说笑归说笑,正经事儿上画晴麻利得很,不一时叫来四个丫头并两个小厮。
几个给云箫韶见礼,口称王妃娘娘。
大眼看去,面相都还好,咱也不是说嫌丑爱美,只是看人总要看眼神清正、目不斜视,但凡这两样有,不是那个贼眉鼠眼样子,总归差不到哪去。
再说,李怀商挑给她的人,两个字说来:放心,总再没人儿往她饮食里放一起子诸如半夏之类的毒物。
几人磕头,说请王妃赐名。
云箫韶心里满意,面上不动声色,一一问过家里日常。
晓儿不必说,就叫画晓,另一个和她一般年纪,也还不知事,跟着洒扫奉茶罢了;两个大的,一个擅长针指刺绣,给赐名字画映,另一个能造五鲜汤水,赐名画暖;两个小厮,只在门外通传伺候,叫做天明儿与天昭儿,俱是忠厚面目,一一看过,云箫韶放她几个去。
又对画晴说:“云萝居往后你是大的,你与我顽笑罢了,当她几个的面儿,你可打着样子。”
画晴答知道了,又说:“只是画晚不必,和她几个闹成一片才好。”
两个会心一笑,可不,也好听来些儿寻常听不见的,这般分工才好。
一番话说完,画晴说娘的秋季衣裳要先头从箱子里起出来,挂到衣桁上熏着,说了几件云箫韶长是喜欢的,天青的比甲、水蓝的裙,云箫韶听见,脑子不知哪根筋一搭,吩咐道:“再去寻几身儿嫣红颜色穿戴。”
“嫣红的?”这一下看把画晴惊住,“娘一向不爱桃红颜色,怎的忽然要红的?”
又思索道:“怕都是宫装,家常衣裳那些个明亮颜色的还真少见。”
云箫韶说挑料儿现裁,哪个缺这一匹布,成,这时要裁新衣,也不值什么,画晴领命出去。
她出去,云箫韶一怔。
怎说的,李怀商一句穿红的好看,她就要践行?她自诩离经叛道,世人常说的女为悦己者容,她如今也免不了俗?
只是这当中似乎还有别的话儿,不单单是想着“悦”谁去,只是到底什么话?云箫韶一时半刻没琢磨明白。

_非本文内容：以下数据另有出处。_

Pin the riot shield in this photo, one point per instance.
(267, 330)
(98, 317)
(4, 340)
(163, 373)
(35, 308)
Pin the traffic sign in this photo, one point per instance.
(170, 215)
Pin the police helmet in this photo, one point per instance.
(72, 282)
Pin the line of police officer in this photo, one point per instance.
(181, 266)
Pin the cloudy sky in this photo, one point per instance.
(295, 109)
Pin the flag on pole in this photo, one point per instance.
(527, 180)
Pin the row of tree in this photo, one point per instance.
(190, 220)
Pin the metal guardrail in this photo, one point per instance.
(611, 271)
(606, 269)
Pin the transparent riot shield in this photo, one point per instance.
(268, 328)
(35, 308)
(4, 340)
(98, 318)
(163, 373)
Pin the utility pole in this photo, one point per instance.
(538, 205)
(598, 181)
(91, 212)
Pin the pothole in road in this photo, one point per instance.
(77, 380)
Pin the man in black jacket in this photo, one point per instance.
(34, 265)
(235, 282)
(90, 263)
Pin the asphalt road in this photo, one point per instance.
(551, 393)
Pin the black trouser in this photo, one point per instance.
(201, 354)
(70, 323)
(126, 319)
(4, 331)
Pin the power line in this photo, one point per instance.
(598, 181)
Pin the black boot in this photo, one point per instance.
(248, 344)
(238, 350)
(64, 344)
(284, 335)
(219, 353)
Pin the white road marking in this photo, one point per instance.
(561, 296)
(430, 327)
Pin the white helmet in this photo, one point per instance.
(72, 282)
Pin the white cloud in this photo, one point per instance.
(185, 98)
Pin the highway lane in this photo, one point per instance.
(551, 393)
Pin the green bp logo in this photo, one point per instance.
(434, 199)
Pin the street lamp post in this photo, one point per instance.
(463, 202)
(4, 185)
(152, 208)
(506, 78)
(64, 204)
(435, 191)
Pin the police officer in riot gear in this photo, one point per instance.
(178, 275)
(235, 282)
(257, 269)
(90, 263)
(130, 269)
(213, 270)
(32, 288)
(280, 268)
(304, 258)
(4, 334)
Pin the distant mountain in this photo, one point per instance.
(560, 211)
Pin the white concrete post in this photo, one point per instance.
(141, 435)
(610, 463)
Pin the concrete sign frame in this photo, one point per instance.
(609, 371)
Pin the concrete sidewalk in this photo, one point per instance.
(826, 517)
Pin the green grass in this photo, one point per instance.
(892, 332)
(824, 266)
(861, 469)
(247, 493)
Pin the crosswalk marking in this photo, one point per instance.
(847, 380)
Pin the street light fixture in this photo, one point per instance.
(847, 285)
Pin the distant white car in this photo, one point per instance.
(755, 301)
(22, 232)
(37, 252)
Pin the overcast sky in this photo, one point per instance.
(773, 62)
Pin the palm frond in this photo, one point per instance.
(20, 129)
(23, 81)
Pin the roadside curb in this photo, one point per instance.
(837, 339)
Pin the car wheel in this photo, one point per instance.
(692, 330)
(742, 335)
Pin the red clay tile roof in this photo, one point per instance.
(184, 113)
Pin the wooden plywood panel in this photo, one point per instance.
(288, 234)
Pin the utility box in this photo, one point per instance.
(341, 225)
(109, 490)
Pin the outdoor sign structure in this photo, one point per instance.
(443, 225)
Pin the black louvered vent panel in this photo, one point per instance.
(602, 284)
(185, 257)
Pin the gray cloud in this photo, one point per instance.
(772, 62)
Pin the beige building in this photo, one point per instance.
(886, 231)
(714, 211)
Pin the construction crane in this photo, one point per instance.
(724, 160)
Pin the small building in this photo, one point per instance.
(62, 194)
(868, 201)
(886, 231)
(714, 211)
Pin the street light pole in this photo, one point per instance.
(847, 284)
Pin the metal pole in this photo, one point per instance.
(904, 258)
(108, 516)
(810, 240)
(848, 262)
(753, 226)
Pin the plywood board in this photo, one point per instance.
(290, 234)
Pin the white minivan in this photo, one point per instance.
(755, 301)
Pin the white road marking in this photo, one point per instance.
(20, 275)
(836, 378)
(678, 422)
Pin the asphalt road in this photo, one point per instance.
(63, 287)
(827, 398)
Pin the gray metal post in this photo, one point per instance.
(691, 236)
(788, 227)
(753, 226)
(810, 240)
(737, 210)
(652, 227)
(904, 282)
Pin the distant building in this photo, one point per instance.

晚间用膳完,云箫韶和李怀商坐在榻上,李怀商清清嗓子,问她何以解闷,要不要下棋,云箫韶道:“打发时光罢了,我不善棋。”李怀商松口气,说也不想动脑筋,两个遂拿一副三十二扇象牙牌儿耍一耍。
只是夜阑总有时,耍牌耍不到天荒地老。
戌时一刻,画暖顿茶进来与夫妻二人吃,吃毕躬身问可有旁的吩咐,李怀商一脸镇静:“点热水。”
阿,云箫韶面上一红。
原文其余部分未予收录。